- Location of Taylorville in Vigo County, Indiana.
- Coordinates: 39°27′45″N 87°25′25″W﻿ / ﻿39.46250°N 87.42361°W
- Country: United States
- State: Indiana
- County: Vigo
- Township: Sugar Creek

Area
- • Total: 0.15 sq mi (0.39 km^{2})
- • Land: 0.15 sq mi (0.39 km^{2})
- • Water: 0 sq mi (0.00 km^{2})
- Elevation: 469 ft (143 m)

Population (2020)
- • Total: 38
- • Density: 251.9/sq mi (97.24/km^{2})
- Time zone: UTC-5 (Eastern (EST))
- • Summer (DST): UTC-4 (EDT)
- ZIP code: 47885
- Area codes: 812, 930
- FIPS code: 18-18658
- GNIS feature ID: 444608

= Taylorville, Indiana =

Taylorville, also known as Taylorsville or Dresser, is an unincorporated community in eastern Sugar Creek Township, Vigo County, in the U.S. state of Indiana. It is part of the Terre Haute metropolitan area. Though the United States Board on Geographic Names has officially designated the area as Taylorville, the 2010 United States Census considered the area a census designated place called Dresser.

==History==
Taylorville was founded in 1908, and was named after a local farmer named Taylor. A post office was established under the name Dresser in 1932, and remained in operation until it was discontinued in 1935. Residents use the names Taylorville and Dresser interchangeably.

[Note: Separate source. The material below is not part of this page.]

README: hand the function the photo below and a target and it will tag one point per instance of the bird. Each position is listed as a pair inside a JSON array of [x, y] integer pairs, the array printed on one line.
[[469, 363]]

Taylorville has historically had a reputation of being extremely poor and insular. A 1930s history of the village described it as “a breeding ground for all that was repugnant to American standards.” Residents of Taylorville have recalled being bullied as children for being from the village. Residents do acknowledge that the village is extremely close-knit but also say they are simply independent and keep to themselves.

Taylorville has declined in population in recent decades. The village is located in a floodplain and acquiring a permit to build a home in the village is difficult. As of 2013, Vigo County officials were attempting to purchase properties in Taylorville in an effort to remove residents from flood-prone residences. This plan has been met with resistance from Taylorville residents.

==Geography==
Taylorville is located very near the Wabash River, the town is nestled between Terre Haute and West Terre Haute.

==Demographics==

As of the 2010 Census, the CDP of Dresser had 104 residents. All 104 residents were White and the median age was 38 years old.

Historical population
| Census | Pop. | Note | %± |
| 2010 | 104 |  | — |
| 2020 | 38 |  | −63.5% |
U.S. Decennial Census

==Education==
All areas in Vigo County are in the Vigo County School Corporation. Dresser is zoned to Sugar Creek Consolidated Elementary School, West Vigo Middle School, and West Vigo High School.